Both Jones and Sen. Eric Schmitt, R-Glendale, questioned whether it was constitutional for the governor to withhold funds when the state budget is running a surplus. Schmitt also noted that the bill includes “triggers” that slows down the phase-in of the tax cuts if the state’s revenue situation isn’t at a certain level.
“This isn’t about Jay Nixon,” Schmitt said in a telephone interview. “This is about returning money back to people – their money that they would normally send to Jefferson City. We’re trying to reduce their tax burden for every single individual state – the single mom working two jobs and the business owners creating jobs. And that’s a totally defensible position.”
“The way they wrote the language that tax cut would be retroactive to all previous tax years – Missourians can claim refunds for up to three years,” Luebbering said.
She added that “the governor has the constitutional authority to control the rate of spending to make sure that we do not spend more than we have available.”
After Nixon’s announcement, the Missouri Association of School Administrators sent out a statement that “school districts in Missouri (should) prepare contingency plans for the 2014 fiscal year “
"Districts should not panic at this point, because the funding to schools will likely be released if the veto of HB 253 is maintained. Districts need to be fully prepared for all possibilities," said Roger Kurtz, executive director of MASA, in a statement. “This issue emphasizes the importance of sustaining the governor's veto of HB 253."

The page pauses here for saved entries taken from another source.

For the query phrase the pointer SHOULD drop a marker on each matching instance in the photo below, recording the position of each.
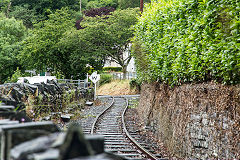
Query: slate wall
(194, 121)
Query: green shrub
(115, 69)
(135, 84)
(15, 76)
(191, 41)
(105, 78)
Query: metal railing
(79, 83)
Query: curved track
(111, 124)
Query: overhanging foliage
(191, 40)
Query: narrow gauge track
(110, 123)
(92, 113)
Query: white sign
(94, 77)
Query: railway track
(111, 124)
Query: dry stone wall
(194, 121)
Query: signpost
(95, 78)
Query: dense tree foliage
(191, 41)
(124, 4)
(101, 3)
(40, 49)
(52, 41)
(11, 34)
(111, 34)
(93, 13)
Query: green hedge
(191, 40)
(105, 78)
(116, 69)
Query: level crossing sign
(94, 77)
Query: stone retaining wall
(194, 121)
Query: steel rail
(99, 115)
(151, 156)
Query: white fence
(129, 75)
(79, 83)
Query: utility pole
(141, 6)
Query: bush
(115, 69)
(134, 84)
(105, 78)
(15, 76)
(191, 40)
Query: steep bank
(197, 121)
(116, 88)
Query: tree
(12, 32)
(123, 4)
(40, 49)
(28, 16)
(41, 8)
(110, 35)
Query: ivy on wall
(190, 41)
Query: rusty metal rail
(111, 124)
(97, 118)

While the Senate has enough votes to override Nixon’s veto on House Bill 253, the situation is dicey at best in the Missouri House.
That’s because only 103 House members voted for the bill, six short of the 109 votes needed.

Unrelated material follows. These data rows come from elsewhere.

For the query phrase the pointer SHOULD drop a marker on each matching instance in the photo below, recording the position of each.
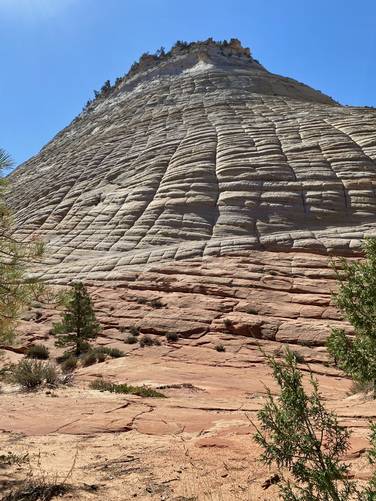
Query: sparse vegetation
(172, 337)
(38, 352)
(298, 433)
(156, 303)
(69, 364)
(146, 341)
(17, 290)
(10, 458)
(78, 324)
(356, 298)
(131, 339)
(134, 331)
(111, 352)
(141, 391)
(37, 490)
(227, 322)
(31, 374)
(89, 358)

While six Republicans currently in the House didn't vote on that bill, the three Democrats who supported the measure in May – Reps. Jeff Roorda, D-Barnhart, Ed Schieffer, D-Troy, and Steve Hodges, D-East Prairie – are not likely to override Nixon. Schieffer told the Beacon he won't vote for the override.

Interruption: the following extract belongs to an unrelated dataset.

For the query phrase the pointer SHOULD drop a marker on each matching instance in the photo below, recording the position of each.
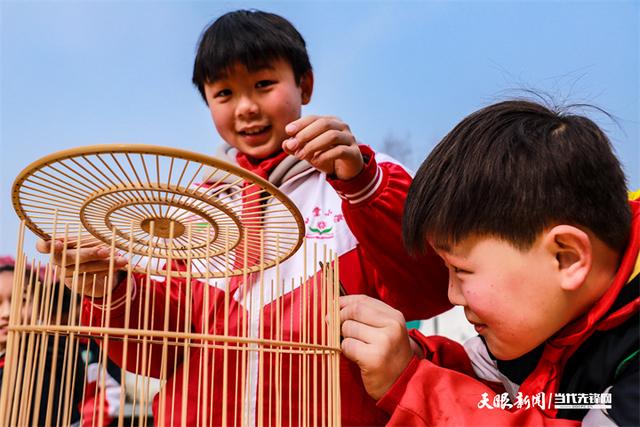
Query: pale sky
(78, 73)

If those three Democrats voted against an override, three Republicans that voted against the bill in May would have switch sides. The pressure may be especially high for Gannon and Hampton, two lawmakers that won their 2012 elections by narrow margins.
And an override could be an ever tough sell, given that the bill removes a sales tax exemption for prescription drugs (Republicans noted that provision doesn't go into effect right away and can be fixed in 2014.).
Schmitt said, “The stakes could not be higher on this one.”